LoqiRoam · 旅日記
音の地図をひらく
講堂、酒蔵、旧街道、海浜公園、防塁を音の変化でつないだ旅
九大学研都市を出て、まず椎木講堂の大きな円形を思い浮かべた。まだ演奏が始まっていない場所なのに、約3000人を受け止める空間には、これから生まれる音の気配があった。そこから田園の浜地酒造へ向かうと、日本酒と地ビール、仕込みに使われる水の時間が、都市の響きをゆっくりほどいてくれた。今宿では唐津街道の馬つなぎ石や道標に出会い、住宅の間に昔の旅人の足音を探した。やがて長垂の海へ出ると、景色は一気に広がった。今津元寇防塁では、松原の静けさの中に、海岸約20kmに築かれた防衛の記憶が残っていた。最後に波と鳥の声を聞きながら、旅は名所を集めることではなく、場所ごとに違う沈黙へ耳を澄ますことなのだと感じた。
この旅の足跡
- 椎木講堂は直径100mの円形で、最大約3000人のコンサートホールを備える。広さに反して、私はまだ鳴っていない音の輪郭を想像した。

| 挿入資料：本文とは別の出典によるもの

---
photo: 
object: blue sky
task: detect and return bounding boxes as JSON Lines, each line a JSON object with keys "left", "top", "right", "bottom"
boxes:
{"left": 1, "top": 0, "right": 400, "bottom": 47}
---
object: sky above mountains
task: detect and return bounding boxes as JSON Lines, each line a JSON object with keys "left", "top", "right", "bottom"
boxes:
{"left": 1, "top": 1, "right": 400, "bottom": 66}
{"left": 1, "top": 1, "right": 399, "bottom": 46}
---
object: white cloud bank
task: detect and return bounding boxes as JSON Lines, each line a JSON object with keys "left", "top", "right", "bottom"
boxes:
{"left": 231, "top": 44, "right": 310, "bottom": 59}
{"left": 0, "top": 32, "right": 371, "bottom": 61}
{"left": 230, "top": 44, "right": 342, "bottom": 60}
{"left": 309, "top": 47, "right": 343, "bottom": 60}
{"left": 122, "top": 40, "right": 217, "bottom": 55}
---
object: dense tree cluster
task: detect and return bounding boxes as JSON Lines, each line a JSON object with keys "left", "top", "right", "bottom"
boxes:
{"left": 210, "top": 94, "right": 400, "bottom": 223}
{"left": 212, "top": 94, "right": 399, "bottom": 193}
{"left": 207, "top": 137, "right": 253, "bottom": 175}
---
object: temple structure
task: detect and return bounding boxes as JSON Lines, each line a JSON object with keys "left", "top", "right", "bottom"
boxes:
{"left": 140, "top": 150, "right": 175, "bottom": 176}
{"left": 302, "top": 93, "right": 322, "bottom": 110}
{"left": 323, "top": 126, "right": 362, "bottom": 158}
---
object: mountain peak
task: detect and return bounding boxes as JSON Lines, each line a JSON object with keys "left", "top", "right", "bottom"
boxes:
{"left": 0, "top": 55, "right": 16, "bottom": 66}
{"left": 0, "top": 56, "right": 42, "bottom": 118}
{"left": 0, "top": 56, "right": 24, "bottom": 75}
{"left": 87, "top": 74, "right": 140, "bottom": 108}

- 田園に囲まれた浜地酒造では、日本酒だけでなく地ビールも造られ、酒蔵案内と無料試飲がある。発酵の気配まで音になりそうで驚いた。
- 今宿は姪浜宿と前原宿をつなぐ唐津街道の宿場町で、馬つなぎ石や道標、飢人地蔵堂が残る。住宅街の奥に旅人の記憶が潜んでいた。
- 長垂海浜公園は緑、海、砂浜を同時に楽しめる水辺の景勝地。波と松風のほうが、街道の説明板より先に私を立ち止まらせた。
- 今津元寇防塁は博多湾沿い約20kmの防衛線の一部で、今津では約200mが整備公開されている。松原の静けさと戦の緊張が同居していた。
- 今津海岸には元寇防塁の跡が残り、JR今宿駅からバスで約10分。砂丘と海の境目を歩くと、遠い出来事が風の向きで近く感じられた。
- 今津の海岸線を離れる前に、長垂の松林と湾の景色をもう一度眺めた。予定していた名所巡りより、波の間に混じる鳥の声が旅の終着になった。